I'm not reading that cunts article, but I am of the opinion that Corbyn has has been tarnished by Brexit in a way that the right wingers never managed via other lines of attack. One reason I don't want an election pre-Brexit is because either Labour win a slim minority government that can do fuck all, and end up blamed for whatever happens post-Brexit, or we lose, Corbyn stands down and the next left wing leader gets damaged by the fight over Brexit as well. Far better for the Tories to take us out, carry the responsibility, then a new left wing leader takes over and rebuilds some of that excitement that was there for Corbyn before Brexit sucked all the air out of the room.

Shoulders?-Stomach!

I think that's assuming the immediate aftermath of Brexit is awful. If there's a deal then things won't massively change for lots of UK born residents straight away. In fact I reckon he will get a bounce and credit for seeing the issue over the threshold.

It's definitely worth fully supporting Corbyn while also conceiving of and talking about a successor like Clive Lewis who would marmalise Boris while not rowing back too far on Corbynism.

Kelvin

Quote from: Shoulders?-Stomach! on October 25, 2019, 08:02:18 PM
I think that's assuming the immediate aftermath of Brexit is awful. If there's a deal then things won't massively change for lots of UK born residents straight away. In fact I reckon he will get a bounce and credit for seeing the issue over the threshold.

I agree, but I still think it would be better for Labour to face an election after Brexit has been completed by the Tories. At least they'd be fighting on policy ground they're strongest on then.   

QuoteIt's definitely worth fully supporting Corbyn while also conceiving of and talking about a successor like Clive Lewis who would marmalise Boris while not rowing back too far on Corbynism.

Yes, I obviously still support Corbyn and want him to win over the alternatives, but if we're talking about the ideal situation, I believe that a new left wing leader fighting an election some time after Brexit, but building on the foundations laid by Corbyn is what we should be targeting. And I no longer believe that Clive Lewis is the ideal choice for that.

Sebastian Cobb

I'm just terrified that if Corbyn doesn't manage to do well, it'll be used as evidence that bringing Labour back as a left-wing party was a failed experiment, and it'll be used to instil some 'sensible' centrist bellend like Jess Philips rather than I dunno, Laura Pidcock.

Dr Rock

Quote from: Kelvin on October 25, 2019, 08:38:21 PM
I agree, but I still think it would be better for Labour to face an election after Brexit has been completed by the Tories.

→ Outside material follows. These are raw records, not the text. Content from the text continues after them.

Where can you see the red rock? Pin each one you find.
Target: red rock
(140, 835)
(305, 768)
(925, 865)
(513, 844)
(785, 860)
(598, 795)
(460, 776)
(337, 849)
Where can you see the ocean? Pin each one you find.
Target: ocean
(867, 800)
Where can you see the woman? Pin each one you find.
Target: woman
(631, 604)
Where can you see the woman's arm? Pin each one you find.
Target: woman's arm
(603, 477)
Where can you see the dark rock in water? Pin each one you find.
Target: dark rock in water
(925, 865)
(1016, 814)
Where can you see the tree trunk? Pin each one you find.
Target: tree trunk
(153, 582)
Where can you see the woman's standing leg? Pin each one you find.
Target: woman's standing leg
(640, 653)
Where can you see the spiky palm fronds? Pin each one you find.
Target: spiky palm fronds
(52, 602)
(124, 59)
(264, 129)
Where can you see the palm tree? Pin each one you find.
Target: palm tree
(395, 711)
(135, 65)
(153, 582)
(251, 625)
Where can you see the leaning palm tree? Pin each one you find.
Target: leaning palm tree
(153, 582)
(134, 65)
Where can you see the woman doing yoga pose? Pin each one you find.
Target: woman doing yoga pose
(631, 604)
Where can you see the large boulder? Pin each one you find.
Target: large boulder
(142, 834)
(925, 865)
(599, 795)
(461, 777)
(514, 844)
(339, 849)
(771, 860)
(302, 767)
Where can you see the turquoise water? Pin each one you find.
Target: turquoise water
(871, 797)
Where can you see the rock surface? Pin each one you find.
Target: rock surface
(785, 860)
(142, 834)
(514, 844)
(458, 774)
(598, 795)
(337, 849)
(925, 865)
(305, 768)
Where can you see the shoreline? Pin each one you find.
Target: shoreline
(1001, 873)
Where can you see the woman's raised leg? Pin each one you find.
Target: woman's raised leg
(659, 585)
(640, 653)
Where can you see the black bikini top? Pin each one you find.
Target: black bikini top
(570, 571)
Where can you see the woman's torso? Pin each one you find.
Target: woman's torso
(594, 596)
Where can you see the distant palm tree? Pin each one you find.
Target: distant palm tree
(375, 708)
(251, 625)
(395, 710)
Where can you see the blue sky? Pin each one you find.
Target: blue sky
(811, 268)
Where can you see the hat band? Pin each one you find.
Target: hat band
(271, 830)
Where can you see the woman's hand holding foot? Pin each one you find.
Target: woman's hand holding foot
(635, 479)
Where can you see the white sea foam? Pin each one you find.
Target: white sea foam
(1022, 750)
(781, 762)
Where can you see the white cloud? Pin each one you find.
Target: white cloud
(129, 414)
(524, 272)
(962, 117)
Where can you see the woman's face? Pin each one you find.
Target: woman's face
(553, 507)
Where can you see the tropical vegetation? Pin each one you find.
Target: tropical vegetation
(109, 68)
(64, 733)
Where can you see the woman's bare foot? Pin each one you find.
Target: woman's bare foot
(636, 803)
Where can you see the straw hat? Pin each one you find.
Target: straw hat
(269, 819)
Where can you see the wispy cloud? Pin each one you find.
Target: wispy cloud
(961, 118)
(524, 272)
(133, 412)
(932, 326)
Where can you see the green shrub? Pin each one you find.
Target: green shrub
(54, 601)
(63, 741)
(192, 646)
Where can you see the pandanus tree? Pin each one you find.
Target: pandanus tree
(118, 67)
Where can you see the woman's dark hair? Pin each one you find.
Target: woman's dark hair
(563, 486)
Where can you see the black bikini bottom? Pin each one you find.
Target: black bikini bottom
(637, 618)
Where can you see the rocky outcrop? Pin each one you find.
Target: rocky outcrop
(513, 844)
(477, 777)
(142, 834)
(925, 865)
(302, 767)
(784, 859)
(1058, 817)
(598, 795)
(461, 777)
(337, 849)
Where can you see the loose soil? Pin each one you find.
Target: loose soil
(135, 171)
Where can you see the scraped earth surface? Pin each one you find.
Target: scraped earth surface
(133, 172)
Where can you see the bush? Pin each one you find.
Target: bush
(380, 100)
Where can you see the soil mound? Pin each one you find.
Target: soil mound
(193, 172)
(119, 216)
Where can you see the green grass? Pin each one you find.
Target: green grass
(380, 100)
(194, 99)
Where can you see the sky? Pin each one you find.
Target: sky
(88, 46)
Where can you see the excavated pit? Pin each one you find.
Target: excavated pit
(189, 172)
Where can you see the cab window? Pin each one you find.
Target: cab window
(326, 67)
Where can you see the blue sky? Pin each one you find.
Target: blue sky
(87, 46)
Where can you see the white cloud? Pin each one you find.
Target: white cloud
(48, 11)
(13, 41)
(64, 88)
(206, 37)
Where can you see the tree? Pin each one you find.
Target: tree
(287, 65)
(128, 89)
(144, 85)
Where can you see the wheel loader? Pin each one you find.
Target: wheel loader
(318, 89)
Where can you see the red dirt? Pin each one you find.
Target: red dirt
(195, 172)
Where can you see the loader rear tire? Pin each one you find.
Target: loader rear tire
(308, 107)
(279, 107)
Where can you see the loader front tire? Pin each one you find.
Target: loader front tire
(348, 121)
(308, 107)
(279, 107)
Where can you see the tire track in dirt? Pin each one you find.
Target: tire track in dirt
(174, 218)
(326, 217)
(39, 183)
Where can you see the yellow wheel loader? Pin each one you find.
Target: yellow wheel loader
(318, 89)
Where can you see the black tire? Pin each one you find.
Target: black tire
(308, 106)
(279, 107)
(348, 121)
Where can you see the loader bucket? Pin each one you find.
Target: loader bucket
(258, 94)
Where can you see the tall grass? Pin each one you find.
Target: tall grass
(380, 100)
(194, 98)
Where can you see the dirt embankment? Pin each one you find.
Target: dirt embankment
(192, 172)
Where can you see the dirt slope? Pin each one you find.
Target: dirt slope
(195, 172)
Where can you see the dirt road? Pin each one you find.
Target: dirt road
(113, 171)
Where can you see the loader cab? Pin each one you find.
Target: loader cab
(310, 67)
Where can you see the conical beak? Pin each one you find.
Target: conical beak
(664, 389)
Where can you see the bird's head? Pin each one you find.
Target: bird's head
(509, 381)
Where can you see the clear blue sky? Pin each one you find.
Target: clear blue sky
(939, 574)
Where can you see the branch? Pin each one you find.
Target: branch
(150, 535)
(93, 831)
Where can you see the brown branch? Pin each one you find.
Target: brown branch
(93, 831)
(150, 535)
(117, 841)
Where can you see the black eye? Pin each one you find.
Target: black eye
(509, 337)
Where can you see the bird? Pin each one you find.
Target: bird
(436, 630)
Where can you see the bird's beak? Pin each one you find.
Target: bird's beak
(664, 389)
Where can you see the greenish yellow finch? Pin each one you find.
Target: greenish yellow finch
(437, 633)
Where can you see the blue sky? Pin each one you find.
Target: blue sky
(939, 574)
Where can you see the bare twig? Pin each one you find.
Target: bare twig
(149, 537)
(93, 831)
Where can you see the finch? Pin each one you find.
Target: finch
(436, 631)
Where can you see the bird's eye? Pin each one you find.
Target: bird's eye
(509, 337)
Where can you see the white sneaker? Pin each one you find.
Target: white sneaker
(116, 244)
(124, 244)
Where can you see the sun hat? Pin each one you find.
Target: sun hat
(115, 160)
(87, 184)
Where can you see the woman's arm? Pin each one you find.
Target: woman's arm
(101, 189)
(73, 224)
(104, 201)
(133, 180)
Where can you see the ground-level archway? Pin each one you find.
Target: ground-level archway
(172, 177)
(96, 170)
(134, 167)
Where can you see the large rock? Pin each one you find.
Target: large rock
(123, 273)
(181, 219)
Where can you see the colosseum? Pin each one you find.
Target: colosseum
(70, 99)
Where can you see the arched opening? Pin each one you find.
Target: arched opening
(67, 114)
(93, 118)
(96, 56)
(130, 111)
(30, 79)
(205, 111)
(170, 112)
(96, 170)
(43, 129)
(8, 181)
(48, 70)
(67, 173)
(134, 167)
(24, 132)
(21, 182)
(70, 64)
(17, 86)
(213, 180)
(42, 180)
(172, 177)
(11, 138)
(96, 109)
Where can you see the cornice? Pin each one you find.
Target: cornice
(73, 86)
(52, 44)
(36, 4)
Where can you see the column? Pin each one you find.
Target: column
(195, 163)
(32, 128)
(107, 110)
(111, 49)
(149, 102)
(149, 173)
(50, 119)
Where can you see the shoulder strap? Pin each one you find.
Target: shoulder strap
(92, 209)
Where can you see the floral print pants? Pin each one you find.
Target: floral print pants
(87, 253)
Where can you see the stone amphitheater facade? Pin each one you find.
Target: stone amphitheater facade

At least they'd be fighting on policy ground they're strongest on then.   

Yes, I obviously still support Corbyn and want him to win over the alternatives, but if we're talking about the ideal situation, I believe that a new left wing leader fighting an election some time after Brexit, but building on the foundations laid by Corbyn is what we should be targeting. And I no longer believe that Clive Lewis is the ideal choice for that.

But I really don't want Brexit. People will die.